Sue and Tom Wright are assistant professors at the local university. They each take home about $40,000 per year after taxes. Sue is 37 years of age, and Tom is 35. Their two children, Mike and Karen, are 13 and 11.

Were either one to die, they estimate that the remaining family members would need about 75% of the present combined take-home pay to retain their current standard of living while the children are still dependent. This does not include an extra $50/month in child-care expenses that would be required in a single-parent household. They estimate that survivors' benefits would total about $1,000 per month in child support.

Both Tom and Sue are knowledgeable investors. In the past, average after-tax returns on their investment portfolio have exceeded the rate of inflation by about 3%.

If Sue Wright was to die today, how much would the Wrights need in the family maintenance fund? Use the "needs approach" and explain the reasons behind your calculations.
Suppose the Wrights found that both Tom and Sue had a life insurance protection gap of $50,000. Present the steps in sequence how Wrights should proceed to search for protection to close that gap?
SHOW ALL WORK FOR EACH ASSIGNMENT AND EXPLAIN EACH STEP CAREFULLY

To calculate the amount needed in the family maintenance fund if Sue Wright were to die, we need to follow the "needs approach." This approach takes into consideration the ongoing expenses and future needs of the surviving family members.

Step 1: Calculate the present combined take-home pay
Sue and Tom each take home about $40,000 per year after taxes. So, their present combined take-home pay is $40,000 * 2 = $80,000.

Step 2: Determine the percentage of the present combined take-home pay needed
The remaining family members would need about 75% of the present combined take-home pay to retain their current standard of living. Therefore, the amount needed is $80,000 * 75% = $60,000 per year.

Step 3: Consider additional expenses
We need to include the additional $50/month in child-care expenses required in a single-parent household. So, the annual additional expense is $50/month * 12 months = $600.

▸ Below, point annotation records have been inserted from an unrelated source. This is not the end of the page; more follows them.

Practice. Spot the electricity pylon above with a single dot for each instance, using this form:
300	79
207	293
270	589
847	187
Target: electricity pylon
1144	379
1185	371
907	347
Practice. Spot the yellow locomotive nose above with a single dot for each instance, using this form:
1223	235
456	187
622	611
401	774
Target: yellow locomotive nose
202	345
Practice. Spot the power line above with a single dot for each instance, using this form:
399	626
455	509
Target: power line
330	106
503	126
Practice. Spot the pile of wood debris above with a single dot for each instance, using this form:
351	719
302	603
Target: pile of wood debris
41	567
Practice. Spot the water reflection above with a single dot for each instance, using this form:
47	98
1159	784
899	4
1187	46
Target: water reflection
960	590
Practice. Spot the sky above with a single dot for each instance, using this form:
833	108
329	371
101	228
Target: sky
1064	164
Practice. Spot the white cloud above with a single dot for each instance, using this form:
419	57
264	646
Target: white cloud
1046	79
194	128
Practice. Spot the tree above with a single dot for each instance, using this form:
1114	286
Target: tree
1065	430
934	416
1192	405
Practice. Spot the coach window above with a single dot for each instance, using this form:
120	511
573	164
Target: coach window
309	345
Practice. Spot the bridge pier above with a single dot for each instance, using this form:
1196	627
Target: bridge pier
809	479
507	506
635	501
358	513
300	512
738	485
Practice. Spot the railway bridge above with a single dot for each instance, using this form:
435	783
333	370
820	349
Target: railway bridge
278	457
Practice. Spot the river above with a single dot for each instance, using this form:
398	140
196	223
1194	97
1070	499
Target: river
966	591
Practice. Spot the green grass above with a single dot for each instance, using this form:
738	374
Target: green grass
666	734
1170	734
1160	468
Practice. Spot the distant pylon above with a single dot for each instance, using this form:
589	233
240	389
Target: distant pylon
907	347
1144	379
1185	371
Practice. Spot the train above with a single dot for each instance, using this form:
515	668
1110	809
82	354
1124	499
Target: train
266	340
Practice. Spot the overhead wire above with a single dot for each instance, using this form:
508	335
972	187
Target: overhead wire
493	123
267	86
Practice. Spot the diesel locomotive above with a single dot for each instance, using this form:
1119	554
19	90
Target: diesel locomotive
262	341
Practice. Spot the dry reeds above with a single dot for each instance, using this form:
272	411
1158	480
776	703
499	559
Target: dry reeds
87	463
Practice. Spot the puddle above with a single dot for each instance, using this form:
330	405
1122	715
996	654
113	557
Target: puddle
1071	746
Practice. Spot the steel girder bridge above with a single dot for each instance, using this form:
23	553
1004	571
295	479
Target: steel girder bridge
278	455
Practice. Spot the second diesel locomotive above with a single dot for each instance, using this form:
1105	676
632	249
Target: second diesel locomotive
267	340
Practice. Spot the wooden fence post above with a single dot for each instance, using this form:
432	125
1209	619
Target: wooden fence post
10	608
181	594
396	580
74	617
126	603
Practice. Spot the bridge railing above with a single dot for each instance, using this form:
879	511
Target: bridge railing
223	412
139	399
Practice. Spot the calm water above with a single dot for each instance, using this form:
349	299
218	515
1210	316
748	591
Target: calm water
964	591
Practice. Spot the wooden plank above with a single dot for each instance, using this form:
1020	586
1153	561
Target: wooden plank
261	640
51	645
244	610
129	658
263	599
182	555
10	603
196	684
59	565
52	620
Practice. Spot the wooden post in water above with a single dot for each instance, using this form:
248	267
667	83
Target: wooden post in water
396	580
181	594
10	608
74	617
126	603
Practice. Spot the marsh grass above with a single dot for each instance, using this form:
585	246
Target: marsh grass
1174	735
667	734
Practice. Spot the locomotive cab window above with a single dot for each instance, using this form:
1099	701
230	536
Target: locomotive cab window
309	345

Step 4: Subtract survivors' benefits
Survivors' benefits would total about $1,000 per month in child support. Therefore, the annual survivors' benefit is $1,000/month * 12 months = $12,000.

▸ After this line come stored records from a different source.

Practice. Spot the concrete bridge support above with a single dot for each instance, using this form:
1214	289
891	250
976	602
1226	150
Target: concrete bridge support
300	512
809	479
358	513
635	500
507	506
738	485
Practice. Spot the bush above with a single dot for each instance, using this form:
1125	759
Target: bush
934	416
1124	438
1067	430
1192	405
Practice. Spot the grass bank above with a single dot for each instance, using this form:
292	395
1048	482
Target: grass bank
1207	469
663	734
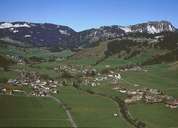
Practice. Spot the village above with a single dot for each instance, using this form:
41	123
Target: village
86	77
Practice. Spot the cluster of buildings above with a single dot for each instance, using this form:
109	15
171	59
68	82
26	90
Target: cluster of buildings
149	96
39	87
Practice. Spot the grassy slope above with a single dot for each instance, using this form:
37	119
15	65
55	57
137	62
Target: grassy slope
155	116
91	111
31	112
89	55
160	76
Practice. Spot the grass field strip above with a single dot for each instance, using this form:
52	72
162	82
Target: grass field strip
66	110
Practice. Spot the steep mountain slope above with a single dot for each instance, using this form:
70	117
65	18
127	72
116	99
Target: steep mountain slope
36	34
115	31
39	34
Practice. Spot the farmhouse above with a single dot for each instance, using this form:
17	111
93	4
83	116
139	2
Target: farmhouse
172	103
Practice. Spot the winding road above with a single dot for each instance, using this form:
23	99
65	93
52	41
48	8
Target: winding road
66	110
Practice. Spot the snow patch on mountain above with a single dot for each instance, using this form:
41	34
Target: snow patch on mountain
27	36
10	25
64	32
126	29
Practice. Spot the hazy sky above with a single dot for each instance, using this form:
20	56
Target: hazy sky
83	14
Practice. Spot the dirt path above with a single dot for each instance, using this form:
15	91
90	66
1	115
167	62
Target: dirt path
66	110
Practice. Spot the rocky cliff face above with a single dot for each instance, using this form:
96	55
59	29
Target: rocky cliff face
40	34
47	34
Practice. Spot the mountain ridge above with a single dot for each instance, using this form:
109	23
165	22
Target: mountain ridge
48	34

Step 5: Calculate the total amount needed in the family maintenance fund
The total amount needed in the family maintenance fund is the sum of the present combined take-home pay needed ($60,000), the additional child-care expenses ($600), and the subtracted survivors' benefits ($12,000). Thus, the total amount needed is $60,000 + $600 + $12,000 = $72,600 per year.

Now, let's move on to the steps the Wrights should take to search for protection to close the $50,000 life insurance protection gap.

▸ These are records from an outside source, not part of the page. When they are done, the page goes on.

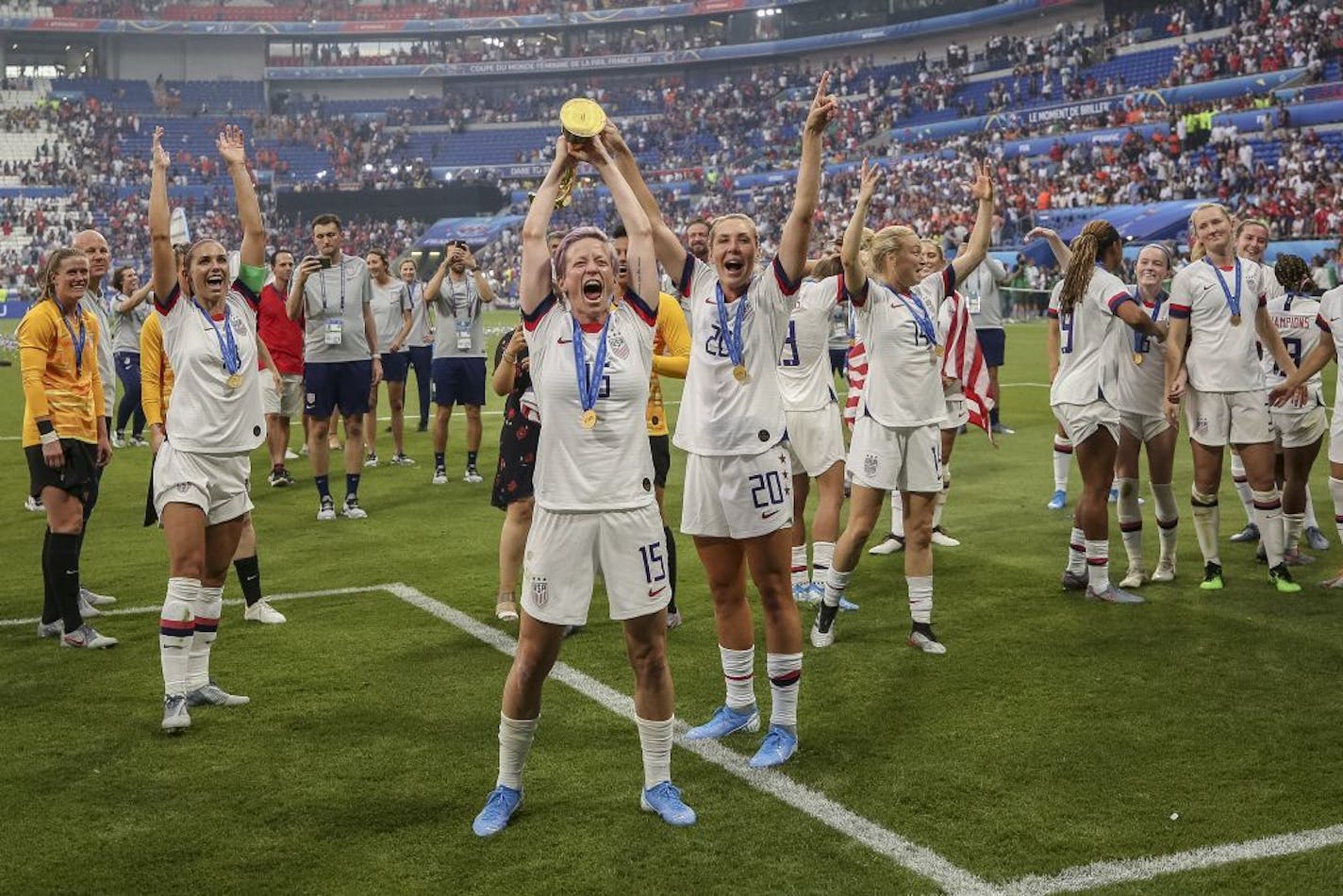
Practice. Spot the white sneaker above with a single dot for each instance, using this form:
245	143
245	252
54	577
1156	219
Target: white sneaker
263	613
86	637
1165	570
893	544
925	642
939	537
94	598
1134	578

Step 1: Determine the specific protection needed
The Wrights need to close a life insurance protection gap of $50,000.

Step 2: Evaluate existing life insurance coverage
Check if either Sue or Tom has any existing life insurance coverage that can contribute towards closing the gap. If there's any, calculate the amount of coverage available.

Step 3: Calculate the additional life insurance required
The additional life insurance required to close the gap is the difference between the protection gap ($50,000) and any existing coverage.

Step 4: Evaluate insurance options
Research and compare different life insurance policies and providers to find the best coverage options that meet their needs.

Step 5: Obtain quotes and compare premiums
Request quotes from multiple insurance providers for the additional coverage needed. Compare the premiums, coverage terms, and policy features to make an informed decision.

Step 6: Apply for life insurance
Once the Wrights have chosen the most suitable insurance policy, they should complete the application process, providing the necessary information and completing any required medical examinations.

Step 7: Review and finalize the policy
Carefully review the policy terms and conditions before signing and finalizing the life insurance contract. Make sure all the details are accurate and meet the desired protection requirements.

Step 8: Pay premiums and maintain the policy
Ensure timely payment of premiums to keep the life insurance policy active. Regularly review the coverage to ensure it remains adequate as the family's needs evolve over time.

By following these steps, the Wrights can calculate the amount needed in the family maintenance fund and search for the appropriate life insurance protection to close the protection gap.